Gestreikt, verhaftet, arbeitslos

Als gewählter Betriebsrat tritt er bei den blutig niedergeschlagenen Streiks von 1970, dei denen 80 Arbeiter getötet wurden, erstmals öffentlich in Erscheinung. Wałęsas ist damals 27 Jahre alt. Er gilt als einer der Anführer des Streiks und wird verhaftet. In diesem Arrest kommt er auch mit dem polnischen Geheimdienst in Kontakt. Es bleibt nicht das einzige Mal. Nach einer weiteren Streikaktion 1976 wurde Lech Wałęsa fristlos entlassen.

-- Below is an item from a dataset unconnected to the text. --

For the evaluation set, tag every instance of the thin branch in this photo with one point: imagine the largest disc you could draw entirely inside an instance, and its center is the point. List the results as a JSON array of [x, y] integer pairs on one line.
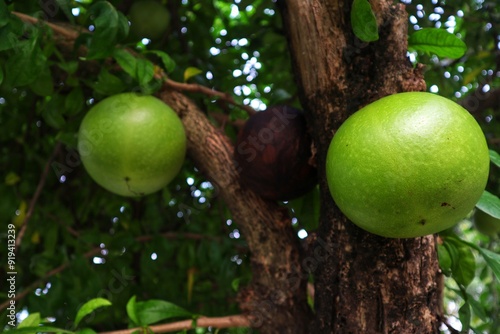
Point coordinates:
[[219, 322], [195, 88], [72, 34], [37, 194]]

Freie Gewerkschaft gegründet

Bei neuen Streiks 1980 fordern die Arbeiter der Leninwerft unter anderem erfolgreich, dass Wałęsa wieder eingestellt wird. Am 30. August 1980 einigt sich das kommunistische Regime mit den Streikenden – jubelnde Arbeiter tragen Lech Wałęsas auf den Schultern zurück zur Werft.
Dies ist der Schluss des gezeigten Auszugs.